Quakers bring worship to protests against oil drilling in Sussex

In Quaker Week 2017 Louise Williamson helped unite protesters and Quakers in worship outside the gates of a new oil extraction site.

The Quaker Week meeting at Broadford Bridge
Friends and protesters are working together to keep fossil fuels in the ground. Photo: Sara Proctor

I remember noticing that something was happening at Broadford Bridge when steel doors and a chain link fence appeared at the side of a B-road I often drive down in rural Sussex. I didn't give it more thought until a piece in the local paper reported that people were protesting an oil company that had set up an extraction site there. There's actually no sign naming the little hamlet of Broadford Bridge as you pass through, it's only named on the map, and there are certainly no signs at the gate saying there's an oil well!

The protests happened at the gates every weekday and on Adversane Green nearby on Saturdays. I had meant to go one day to find out more, but it somehow didn't happen! Saturdays are so busy and I was still working full time then. But the newspaper article also mentioned a public meeting in nearby Pulborough, and I definitely intended to go to that. I'd met a keen environmentalist through my Quaker meeting, and she came along with me.

A public meeting

The company responsible for the drilling did not make an appearance at the public meeting, although they were invited - but about 300 local people did go. A geology professor spoke about acidisation, the extraction process used at Broadford Bridge. He highlighted the particular concerns about drilling there due to a major geological fault and the proximity to water flowing into local rivers. A trustee from the Campaign for the Protection of Rural England also spoke, highlighting the risks to ancient woodland and Sites of Specific Scientific Interest nearby. What was particularly a surprise to me was that various oil companies are planning the industrialisation of the whole Weald across Sussex and Surrey.

I signed up to be part of the Broadford Bridge Action Group at that meeting, and shortly after I retired in April, there was an appeal for people to join a protest at the site gate for the visit of investors with the press, so I went along to the site for the first time. I now join the protestors at the gate from time to time during the week, and Saturday afternoons usually find me at Adversane Green just up the road, highlighting the drilling to motorists on the busy A29.

Meeting in silence

During Quaker Week we held a meeting for worship at the site, which was greatly appreciated by the regular protestors. Around 30 people took part, with local protesters joining the 15 Friends who came from many different meetings, including Dorking, Horsham and Brighton. One had even cycled from Oxted! We lined up in front of the steel gates, and held a long ribbon to symbolise our unity. Quaker Week balloons and placards decorated the gates, and together we experienced a deep silence even as the traffic thundered by.
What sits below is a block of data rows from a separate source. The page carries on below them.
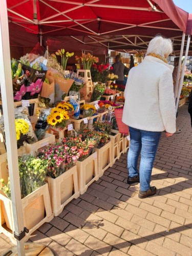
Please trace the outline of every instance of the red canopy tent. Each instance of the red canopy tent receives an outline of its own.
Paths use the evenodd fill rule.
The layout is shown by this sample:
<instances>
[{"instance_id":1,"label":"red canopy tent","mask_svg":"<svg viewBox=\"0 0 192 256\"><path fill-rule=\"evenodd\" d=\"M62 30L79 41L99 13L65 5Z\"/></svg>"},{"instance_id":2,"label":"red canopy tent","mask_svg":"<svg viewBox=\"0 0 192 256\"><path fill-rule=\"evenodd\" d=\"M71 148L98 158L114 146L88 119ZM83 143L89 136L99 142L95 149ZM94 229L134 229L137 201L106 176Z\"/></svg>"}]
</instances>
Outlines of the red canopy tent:
<instances>
[{"instance_id":1,"label":"red canopy tent","mask_svg":"<svg viewBox=\"0 0 192 256\"><path fill-rule=\"evenodd\" d=\"M60 41L66 39L71 48L79 47L80 43L81 48L89 46L90 49L102 51L103 49L144 49L151 39L160 33L172 38L174 49L180 50L182 33L189 32L188 13L172 0L121 0L120 3L24 0L19 3L17 0L7 0L7 3L11 45L31 45L33 41L25 42L22 37L19 40L17 35L20 32L18 30L17 33L15 25L23 29L23 34L30 32L27 37L36 39L33 34L43 37L53 50L56 50L54 46Z\"/></svg>"}]
</instances>

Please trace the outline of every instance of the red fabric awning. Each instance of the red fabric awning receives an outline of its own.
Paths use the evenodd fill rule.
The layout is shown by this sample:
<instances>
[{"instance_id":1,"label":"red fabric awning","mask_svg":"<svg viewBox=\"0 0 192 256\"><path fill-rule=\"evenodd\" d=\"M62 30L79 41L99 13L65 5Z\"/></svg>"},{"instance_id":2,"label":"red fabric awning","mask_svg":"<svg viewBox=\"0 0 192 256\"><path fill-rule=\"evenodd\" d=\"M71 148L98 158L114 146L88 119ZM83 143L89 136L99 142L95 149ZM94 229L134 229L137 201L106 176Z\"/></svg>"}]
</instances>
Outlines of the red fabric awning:
<instances>
[{"instance_id":1,"label":"red fabric awning","mask_svg":"<svg viewBox=\"0 0 192 256\"><path fill-rule=\"evenodd\" d=\"M82 42L112 50L145 49L152 37L161 34L172 38L178 49L183 32L191 33L188 13L175 6L173 0L23 0L19 3L17 0L7 0L7 3L11 45L15 45L13 35L23 30L23 34L26 31L38 33L45 38L59 36L62 39L68 36L79 44ZM13 28L13 24L20 29ZM82 37L82 41L79 39Z\"/></svg>"}]
</instances>

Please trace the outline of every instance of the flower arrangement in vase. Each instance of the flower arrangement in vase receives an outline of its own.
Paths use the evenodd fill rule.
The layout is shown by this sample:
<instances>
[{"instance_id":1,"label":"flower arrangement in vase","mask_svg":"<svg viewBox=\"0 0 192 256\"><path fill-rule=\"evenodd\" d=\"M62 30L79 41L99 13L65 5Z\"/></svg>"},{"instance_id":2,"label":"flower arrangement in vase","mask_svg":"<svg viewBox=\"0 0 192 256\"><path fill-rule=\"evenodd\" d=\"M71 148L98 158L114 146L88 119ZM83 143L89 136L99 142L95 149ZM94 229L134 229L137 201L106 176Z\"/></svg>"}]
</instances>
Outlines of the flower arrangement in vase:
<instances>
[{"instance_id":1,"label":"flower arrangement in vase","mask_svg":"<svg viewBox=\"0 0 192 256\"><path fill-rule=\"evenodd\" d=\"M66 70L67 63L68 58L70 57L72 57L74 55L74 53L69 53L69 52L65 53L65 49L61 49L60 50L58 50L57 52L55 52L55 54L61 57L61 66L62 67L64 70ZM51 55L51 56L54 58L56 58L55 54L53 53Z\"/></svg>"},{"instance_id":2,"label":"flower arrangement in vase","mask_svg":"<svg viewBox=\"0 0 192 256\"><path fill-rule=\"evenodd\" d=\"M84 70L90 70L92 64L99 61L98 57L92 55L89 52L87 54L82 53L80 57L76 56L75 60L80 65L81 69Z\"/></svg>"},{"instance_id":3,"label":"flower arrangement in vase","mask_svg":"<svg viewBox=\"0 0 192 256\"><path fill-rule=\"evenodd\" d=\"M84 104L81 106L80 109L82 111L83 117L93 116L96 113L95 106L91 104Z\"/></svg>"}]
</instances>

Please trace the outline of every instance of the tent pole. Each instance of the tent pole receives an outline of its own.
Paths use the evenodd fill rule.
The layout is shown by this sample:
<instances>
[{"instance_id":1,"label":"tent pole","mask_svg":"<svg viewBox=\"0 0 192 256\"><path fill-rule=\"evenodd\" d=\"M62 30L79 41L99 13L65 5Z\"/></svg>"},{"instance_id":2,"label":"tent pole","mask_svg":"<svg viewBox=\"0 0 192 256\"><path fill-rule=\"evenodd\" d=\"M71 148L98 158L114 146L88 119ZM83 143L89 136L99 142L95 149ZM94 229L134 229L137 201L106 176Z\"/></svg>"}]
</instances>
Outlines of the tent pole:
<instances>
[{"instance_id":1,"label":"tent pole","mask_svg":"<svg viewBox=\"0 0 192 256\"><path fill-rule=\"evenodd\" d=\"M179 106L179 96L181 94L181 89L182 89L182 86L183 86L184 72L185 71L185 66L186 62L187 61L187 55L188 55L188 49L189 47L190 39L190 35L188 35L187 46L186 47L186 50L185 50L185 59L184 60L184 63L183 63L183 70L182 72L181 77L181 82L180 82L180 84L179 85L178 96L177 97L177 102L176 102L176 113L177 113L177 109L178 109L178 106Z\"/></svg>"},{"instance_id":2,"label":"tent pole","mask_svg":"<svg viewBox=\"0 0 192 256\"><path fill-rule=\"evenodd\" d=\"M181 69L181 60L182 60L182 57L183 56L183 48L184 48L184 43L185 42L185 33L183 33L183 35L182 37L182 42L181 42L181 51L180 51L180 55L179 57L179 67L178 67L178 72L177 72L177 81L176 81L176 84L175 87L175 99L176 100L177 97L178 97L178 94L177 94L177 92L178 89L178 85L179 85L179 74L180 74L180 72L179 71ZM184 67L183 66L183 69L184 69Z\"/></svg>"},{"instance_id":3,"label":"tent pole","mask_svg":"<svg viewBox=\"0 0 192 256\"><path fill-rule=\"evenodd\" d=\"M5 135L11 191L15 233L19 236L24 230L22 204L18 172L15 114L10 65L9 27L6 0L1 2L0 8L0 80L4 116ZM25 232L25 231L24 231ZM24 233L25 234L25 233ZM25 234L24 234L25 236ZM17 241L19 255L25 255L23 239Z\"/></svg>"}]
</instances>

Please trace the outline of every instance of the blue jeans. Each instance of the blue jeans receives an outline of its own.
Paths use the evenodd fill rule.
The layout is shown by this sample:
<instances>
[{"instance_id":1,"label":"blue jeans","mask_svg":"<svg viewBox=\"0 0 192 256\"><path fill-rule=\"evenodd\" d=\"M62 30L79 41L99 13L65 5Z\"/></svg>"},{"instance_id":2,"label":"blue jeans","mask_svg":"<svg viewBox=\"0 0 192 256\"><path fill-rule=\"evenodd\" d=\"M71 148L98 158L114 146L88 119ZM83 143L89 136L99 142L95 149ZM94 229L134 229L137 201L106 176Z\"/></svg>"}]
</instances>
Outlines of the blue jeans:
<instances>
[{"instance_id":1,"label":"blue jeans","mask_svg":"<svg viewBox=\"0 0 192 256\"><path fill-rule=\"evenodd\" d=\"M138 174L137 163L140 153L140 188L146 191L150 187L151 176L155 155L161 137L161 132L148 132L129 126L130 147L127 155L128 176L130 178Z\"/></svg>"}]
</instances>

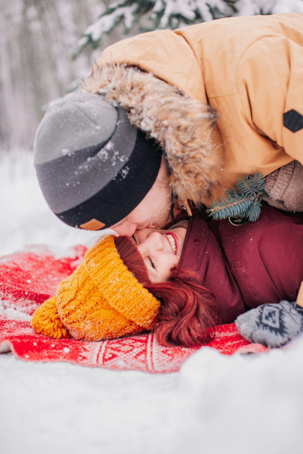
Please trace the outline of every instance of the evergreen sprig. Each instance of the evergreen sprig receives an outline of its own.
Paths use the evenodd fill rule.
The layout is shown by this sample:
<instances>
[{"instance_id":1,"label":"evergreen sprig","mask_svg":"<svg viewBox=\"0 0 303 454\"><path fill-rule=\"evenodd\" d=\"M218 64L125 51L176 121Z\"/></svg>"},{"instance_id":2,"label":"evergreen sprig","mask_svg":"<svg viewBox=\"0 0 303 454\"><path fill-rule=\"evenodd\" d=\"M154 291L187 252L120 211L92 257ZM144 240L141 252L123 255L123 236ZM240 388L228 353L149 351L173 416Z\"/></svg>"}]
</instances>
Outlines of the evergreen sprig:
<instances>
[{"instance_id":1,"label":"evergreen sprig","mask_svg":"<svg viewBox=\"0 0 303 454\"><path fill-rule=\"evenodd\" d=\"M221 200L215 200L206 212L214 219L237 216L256 221L260 215L260 201L267 196L264 189L264 177L260 172L243 175L234 186L228 188Z\"/></svg>"}]
</instances>

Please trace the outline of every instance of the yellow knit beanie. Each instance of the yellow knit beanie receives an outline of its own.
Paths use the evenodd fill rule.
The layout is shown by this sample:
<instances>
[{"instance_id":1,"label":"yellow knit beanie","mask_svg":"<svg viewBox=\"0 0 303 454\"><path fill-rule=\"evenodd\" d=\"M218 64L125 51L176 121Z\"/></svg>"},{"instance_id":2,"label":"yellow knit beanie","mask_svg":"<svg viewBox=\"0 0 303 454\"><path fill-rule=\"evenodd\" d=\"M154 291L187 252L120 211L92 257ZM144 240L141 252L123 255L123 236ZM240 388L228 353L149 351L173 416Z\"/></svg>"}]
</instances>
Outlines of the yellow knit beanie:
<instances>
[{"instance_id":1,"label":"yellow knit beanie","mask_svg":"<svg viewBox=\"0 0 303 454\"><path fill-rule=\"evenodd\" d=\"M152 329L160 303L127 269L114 238L89 250L55 296L36 309L32 324L38 333L99 340Z\"/></svg>"}]
</instances>

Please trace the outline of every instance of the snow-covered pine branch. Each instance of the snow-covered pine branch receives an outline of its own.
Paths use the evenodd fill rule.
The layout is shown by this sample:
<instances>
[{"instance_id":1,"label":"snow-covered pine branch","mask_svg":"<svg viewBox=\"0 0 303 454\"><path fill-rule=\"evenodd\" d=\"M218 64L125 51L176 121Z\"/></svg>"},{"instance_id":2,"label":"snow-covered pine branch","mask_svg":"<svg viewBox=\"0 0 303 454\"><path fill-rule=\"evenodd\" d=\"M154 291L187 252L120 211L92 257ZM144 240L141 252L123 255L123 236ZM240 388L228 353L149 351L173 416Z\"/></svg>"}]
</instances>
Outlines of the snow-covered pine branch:
<instances>
[{"instance_id":1,"label":"snow-covered pine branch","mask_svg":"<svg viewBox=\"0 0 303 454\"><path fill-rule=\"evenodd\" d=\"M89 45L97 48L103 35L121 23L125 33L131 33L134 24L144 16L142 31L175 29L230 16L291 12L303 13L303 0L118 0L86 29L72 58L76 59Z\"/></svg>"}]
</instances>

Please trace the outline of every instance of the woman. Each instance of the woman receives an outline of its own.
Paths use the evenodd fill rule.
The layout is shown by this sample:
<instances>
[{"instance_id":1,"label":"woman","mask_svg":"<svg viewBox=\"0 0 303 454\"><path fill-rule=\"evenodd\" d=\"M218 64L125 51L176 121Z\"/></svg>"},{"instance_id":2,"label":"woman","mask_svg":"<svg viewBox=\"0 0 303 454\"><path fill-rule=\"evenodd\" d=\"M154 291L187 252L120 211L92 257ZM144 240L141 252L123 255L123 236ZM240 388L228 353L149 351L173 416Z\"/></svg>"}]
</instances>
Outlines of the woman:
<instances>
[{"instance_id":1,"label":"woman","mask_svg":"<svg viewBox=\"0 0 303 454\"><path fill-rule=\"evenodd\" d=\"M238 319L245 337L276 346L300 332L303 310L293 302L303 279L302 214L265 203L255 222L208 224L204 216L168 231L137 231L135 241L101 240L36 310L33 326L86 340L154 329L164 345L189 346L258 308Z\"/></svg>"}]
</instances>

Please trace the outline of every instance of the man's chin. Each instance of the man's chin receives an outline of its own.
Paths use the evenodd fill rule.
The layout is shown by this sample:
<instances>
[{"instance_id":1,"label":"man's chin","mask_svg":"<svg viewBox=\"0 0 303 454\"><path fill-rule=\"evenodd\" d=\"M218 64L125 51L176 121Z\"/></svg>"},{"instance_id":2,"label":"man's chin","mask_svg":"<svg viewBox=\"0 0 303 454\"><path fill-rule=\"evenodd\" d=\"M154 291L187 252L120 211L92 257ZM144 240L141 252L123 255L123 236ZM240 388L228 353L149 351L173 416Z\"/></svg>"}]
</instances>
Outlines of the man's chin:
<instances>
[{"instance_id":1,"label":"man's chin","mask_svg":"<svg viewBox=\"0 0 303 454\"><path fill-rule=\"evenodd\" d=\"M171 222L170 214L169 213L166 216L164 217L159 221L154 222L151 227L154 228L163 229L170 222Z\"/></svg>"}]
</instances>

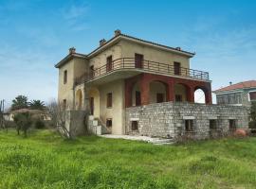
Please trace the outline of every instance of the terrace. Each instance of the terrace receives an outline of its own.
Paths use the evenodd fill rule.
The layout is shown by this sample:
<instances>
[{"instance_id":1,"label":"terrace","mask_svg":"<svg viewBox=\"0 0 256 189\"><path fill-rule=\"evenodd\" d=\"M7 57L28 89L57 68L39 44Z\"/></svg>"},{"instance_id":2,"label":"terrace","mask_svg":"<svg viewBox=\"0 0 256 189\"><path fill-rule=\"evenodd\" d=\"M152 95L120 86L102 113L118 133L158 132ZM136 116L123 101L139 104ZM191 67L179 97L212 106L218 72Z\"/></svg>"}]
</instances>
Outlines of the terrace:
<instances>
[{"instance_id":1,"label":"terrace","mask_svg":"<svg viewBox=\"0 0 256 189\"><path fill-rule=\"evenodd\" d=\"M123 71L126 72L123 75ZM113 74L116 75L113 75ZM195 79L201 81L210 81L208 72L193 70L171 65L162 62L156 62L146 60L136 60L135 58L119 58L99 68L90 68L89 73L85 73L75 80L76 84L89 82L98 78L112 75L113 78L127 78L140 73L150 73L168 77Z\"/></svg>"}]
</instances>

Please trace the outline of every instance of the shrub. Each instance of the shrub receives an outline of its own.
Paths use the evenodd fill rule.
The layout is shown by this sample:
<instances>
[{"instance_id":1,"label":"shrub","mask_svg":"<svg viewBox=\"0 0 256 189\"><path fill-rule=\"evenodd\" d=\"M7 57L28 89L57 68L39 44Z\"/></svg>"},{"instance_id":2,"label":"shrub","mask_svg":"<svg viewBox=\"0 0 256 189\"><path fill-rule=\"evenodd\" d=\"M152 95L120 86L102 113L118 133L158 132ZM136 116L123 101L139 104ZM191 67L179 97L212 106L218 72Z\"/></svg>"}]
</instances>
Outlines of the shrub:
<instances>
[{"instance_id":1,"label":"shrub","mask_svg":"<svg viewBox=\"0 0 256 189\"><path fill-rule=\"evenodd\" d=\"M34 126L38 129L42 129L46 128L44 121L42 121L41 119L37 119L34 123Z\"/></svg>"},{"instance_id":2,"label":"shrub","mask_svg":"<svg viewBox=\"0 0 256 189\"><path fill-rule=\"evenodd\" d=\"M25 137L27 137L27 129L32 125L32 118L29 112L19 112L14 115L14 122L16 124L16 129L18 134L20 130L24 132Z\"/></svg>"}]
</instances>

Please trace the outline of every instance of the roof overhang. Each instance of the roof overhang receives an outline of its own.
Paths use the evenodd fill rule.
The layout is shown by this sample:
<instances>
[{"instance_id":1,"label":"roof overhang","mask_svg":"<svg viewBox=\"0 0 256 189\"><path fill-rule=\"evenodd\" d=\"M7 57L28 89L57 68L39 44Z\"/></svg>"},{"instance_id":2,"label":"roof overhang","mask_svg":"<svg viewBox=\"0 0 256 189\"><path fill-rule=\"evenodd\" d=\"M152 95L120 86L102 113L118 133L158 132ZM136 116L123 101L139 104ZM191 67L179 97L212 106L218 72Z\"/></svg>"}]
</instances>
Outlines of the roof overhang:
<instances>
[{"instance_id":1,"label":"roof overhang","mask_svg":"<svg viewBox=\"0 0 256 189\"><path fill-rule=\"evenodd\" d=\"M191 52L187 52L187 51L183 51L183 50L178 50L176 48L173 48L173 47L170 47L170 46L155 43L152 43L152 42L147 42L147 41L140 40L140 39L137 39L137 38L135 38L135 37L132 37L132 36L119 34L119 35L110 39L103 45L101 45L101 46L98 47L97 49L95 49L94 51L92 51L90 54L87 55L87 57L92 58L92 57L98 55L99 53L102 52L103 50L105 50L109 46L112 46L113 44L119 43L120 40L126 40L128 42L133 42L133 43L139 43L139 44L142 44L142 45L152 46L152 47L155 47L155 48L157 48L157 49L161 49L161 50L169 51L169 52L172 52L172 53L183 55L183 56L186 56L188 58L192 58L192 57L193 57L195 55L195 53L191 53Z\"/></svg>"},{"instance_id":2,"label":"roof overhang","mask_svg":"<svg viewBox=\"0 0 256 189\"><path fill-rule=\"evenodd\" d=\"M79 54L79 53L68 54L65 58L64 58L61 61L59 61L54 67L55 68L60 68L63 65L64 65L67 61L69 61L70 60L72 60L74 58L86 59L87 56L86 55L82 55L82 54Z\"/></svg>"}]
</instances>

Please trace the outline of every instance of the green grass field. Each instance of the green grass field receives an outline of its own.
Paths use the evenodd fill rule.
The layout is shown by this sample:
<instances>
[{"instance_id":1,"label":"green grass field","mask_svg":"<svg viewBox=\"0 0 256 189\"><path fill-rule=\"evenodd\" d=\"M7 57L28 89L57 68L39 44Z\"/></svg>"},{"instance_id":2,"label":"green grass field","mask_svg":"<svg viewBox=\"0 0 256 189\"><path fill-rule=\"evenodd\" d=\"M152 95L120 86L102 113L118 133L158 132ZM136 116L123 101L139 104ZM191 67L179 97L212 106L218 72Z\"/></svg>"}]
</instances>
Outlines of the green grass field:
<instances>
[{"instance_id":1,"label":"green grass field","mask_svg":"<svg viewBox=\"0 0 256 189\"><path fill-rule=\"evenodd\" d=\"M0 131L0 188L256 188L256 138L154 146Z\"/></svg>"}]
</instances>

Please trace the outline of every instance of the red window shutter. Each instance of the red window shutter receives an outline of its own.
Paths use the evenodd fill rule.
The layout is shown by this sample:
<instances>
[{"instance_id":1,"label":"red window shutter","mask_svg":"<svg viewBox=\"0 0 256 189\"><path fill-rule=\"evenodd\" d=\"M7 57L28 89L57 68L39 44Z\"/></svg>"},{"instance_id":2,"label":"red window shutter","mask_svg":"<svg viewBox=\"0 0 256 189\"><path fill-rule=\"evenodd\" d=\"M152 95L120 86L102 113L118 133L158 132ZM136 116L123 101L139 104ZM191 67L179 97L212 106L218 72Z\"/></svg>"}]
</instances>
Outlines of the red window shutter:
<instances>
[{"instance_id":1,"label":"red window shutter","mask_svg":"<svg viewBox=\"0 0 256 189\"><path fill-rule=\"evenodd\" d=\"M112 94L107 94L107 108L112 108Z\"/></svg>"},{"instance_id":2,"label":"red window shutter","mask_svg":"<svg viewBox=\"0 0 256 189\"><path fill-rule=\"evenodd\" d=\"M249 93L249 99L250 100L256 100L256 92L250 92Z\"/></svg>"}]
</instances>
After the meeting closed, a couple of local activists then spoke, updating us on new developments and thanking Friends for organising and attending the vigil. A couple of regular protesters commented that some of the more occasional supporters had come that day, knowing that the protest would be peaceful and feeling more confident because of there being greater numbers present.

A growing concern

There are several other places in West Sussex where drilling has begun or where licenses are being applied for. The first license to frack in the county has just been granted. This issue is not going to go away in England, although the decision against fracking in Scotland is really encouraging.

As the concern around this and other sites grows, local Quakers are planning to hold a vigil on a monthly basis, inviting members of other faith communities to join us. This will be a way to keep the issue alive and encourage more people to be active - not necessarily by protesting at the gate, but by talking to their neighbours, by writing to their MP, by supporting the campaign financially and so on. It's still the case that many locals have no idea what's going under their noses!

The actions around the site have prompted the local meeting I belong to explore new concerns. We're now planning a discussion in the New Year about how we could give a clearer sustainability testimony in our personal lives as well as collectively – whether by switching energy supplier, car-sharing or better recycling.